KUTUBUDDIN AHAMMED Vs. KASHIM ALI

Decided On August 10, 1971
KUTUBUDDIN AHAMMED Appellant
V/S
KASHIM ALI Respondents

JUDGEMENT

(1.) This Rule was obtained by the petitioners against an appellate order of the learned Munsif, rejecting the petitioners' application for pre-emption under Section 8 (1) of the West Bengal Land Reforms Act, 1955.

(2.) One Hazi Fakiruddin, since deceased, the father of the petitioners Nos. 1-7 and husband of petitioner No. 8, was a co-sharer tenant with respect to the land in khaitan No. 235 in mouja Chandpur in the district of Malda. The opposite party No. 4, another co-sharer, on 5th of April, 1965, transferred. 223/4th acre of land out of the lands in the aforesaid khaitan to opposite party nos. 1-3, who are neither co-sharers nor raiyats possessing adjoining land of the said khaitan, for a consideration of a copy of Holi koran, under a deed described as "Heba-bil-ewaz". For the purpose of registration the said deed was valued at Rs. 1,000/-. The said Hazi Fakiruddin, thereafter, made an application on 11th of June, 1965, to the Revenue Officer praying pre-emption under Section 8 (1) of the West Bengal Land Reforms Act (hereinafter referred to as "the Act"), with respect to the above transferred land and deposited Rs. 1,000/- together with 10% interest. On 2nd of September, 1967, the Revenue Officer dismissed the said application upon the view that Heba-bil-ewaz is a gift for consideration, it may be a sale in reality but it is a gift in form. The pre-emptee took an appeal against the said order of the Revenue Officer. During the pendency of the said appeal, the said Hazi Fakiruddin died and the petitioners were substituted in place and stead of the deceased pre-emptee. The learned Munsif by his order dated 30th November, 1968, dismissed the petitioners' appeal holding that the transaction was a gift and as such, it was exempted from pre-emption under Sub-section (2) (b) of Section 8 of the Act. The petitioners, being aggrieved, against the said order of the learned Munsif, moved this Court on an application under Article 227 of the Constitution and obtained the present Rule.

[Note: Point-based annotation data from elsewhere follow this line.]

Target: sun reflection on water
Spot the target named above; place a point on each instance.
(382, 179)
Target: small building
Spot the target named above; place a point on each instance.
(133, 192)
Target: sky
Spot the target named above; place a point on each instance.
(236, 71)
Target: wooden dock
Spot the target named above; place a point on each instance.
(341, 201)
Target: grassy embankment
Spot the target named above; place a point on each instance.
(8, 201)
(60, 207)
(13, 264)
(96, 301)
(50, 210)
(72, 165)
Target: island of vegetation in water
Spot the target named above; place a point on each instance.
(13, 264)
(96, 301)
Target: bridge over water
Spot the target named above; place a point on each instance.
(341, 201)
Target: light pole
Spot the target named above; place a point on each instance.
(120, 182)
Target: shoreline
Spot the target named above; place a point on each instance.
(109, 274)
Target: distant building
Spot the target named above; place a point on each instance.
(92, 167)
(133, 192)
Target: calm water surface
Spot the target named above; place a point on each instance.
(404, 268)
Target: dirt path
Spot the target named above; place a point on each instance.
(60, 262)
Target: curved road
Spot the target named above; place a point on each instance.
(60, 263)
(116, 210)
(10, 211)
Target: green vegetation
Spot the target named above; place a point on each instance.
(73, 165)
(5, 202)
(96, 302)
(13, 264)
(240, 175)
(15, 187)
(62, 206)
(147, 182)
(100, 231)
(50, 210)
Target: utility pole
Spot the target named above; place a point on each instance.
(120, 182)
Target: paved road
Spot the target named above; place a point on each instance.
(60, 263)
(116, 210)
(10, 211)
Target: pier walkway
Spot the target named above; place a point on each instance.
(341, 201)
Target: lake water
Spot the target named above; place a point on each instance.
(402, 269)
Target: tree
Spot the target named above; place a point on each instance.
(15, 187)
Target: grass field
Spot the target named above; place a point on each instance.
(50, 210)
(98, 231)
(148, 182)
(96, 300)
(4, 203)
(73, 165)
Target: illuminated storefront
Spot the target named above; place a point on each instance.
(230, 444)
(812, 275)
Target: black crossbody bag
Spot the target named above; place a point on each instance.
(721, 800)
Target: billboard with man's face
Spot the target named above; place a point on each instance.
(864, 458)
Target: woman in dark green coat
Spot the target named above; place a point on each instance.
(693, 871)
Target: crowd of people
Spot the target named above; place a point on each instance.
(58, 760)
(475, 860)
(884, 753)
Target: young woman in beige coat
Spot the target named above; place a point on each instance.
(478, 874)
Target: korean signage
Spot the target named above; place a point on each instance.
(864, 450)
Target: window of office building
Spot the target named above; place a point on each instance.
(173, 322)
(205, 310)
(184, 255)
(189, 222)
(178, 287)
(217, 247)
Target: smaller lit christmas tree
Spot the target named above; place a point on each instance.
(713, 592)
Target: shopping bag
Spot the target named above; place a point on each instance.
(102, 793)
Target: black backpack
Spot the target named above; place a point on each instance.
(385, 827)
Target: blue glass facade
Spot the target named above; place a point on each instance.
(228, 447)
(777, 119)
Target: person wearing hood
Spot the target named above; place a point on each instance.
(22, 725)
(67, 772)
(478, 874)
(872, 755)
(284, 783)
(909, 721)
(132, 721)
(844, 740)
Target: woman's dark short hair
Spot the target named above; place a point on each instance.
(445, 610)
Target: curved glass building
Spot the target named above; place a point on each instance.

(3.) Mr. Roy, the learned Advocate, appearing in support of the Rule, contended that the learned Munsif and the Revenue Officer were in error in holding that Heba-bil-ewaz was a gift, pure and simple; and, therefore, the transfer under such a deed, was exempted from pre-emption under the exception in Sub-section (2) (b) of Section 8 of the Act Mr. Roy submitted that Heba-bil-ewaz as understood in India, is nothing more than a sale as has been held by the Judicial Committee of the Privy Council as well as many of the decisions of this Court In support of his contentions Mr. Roy referred to a number of decisions.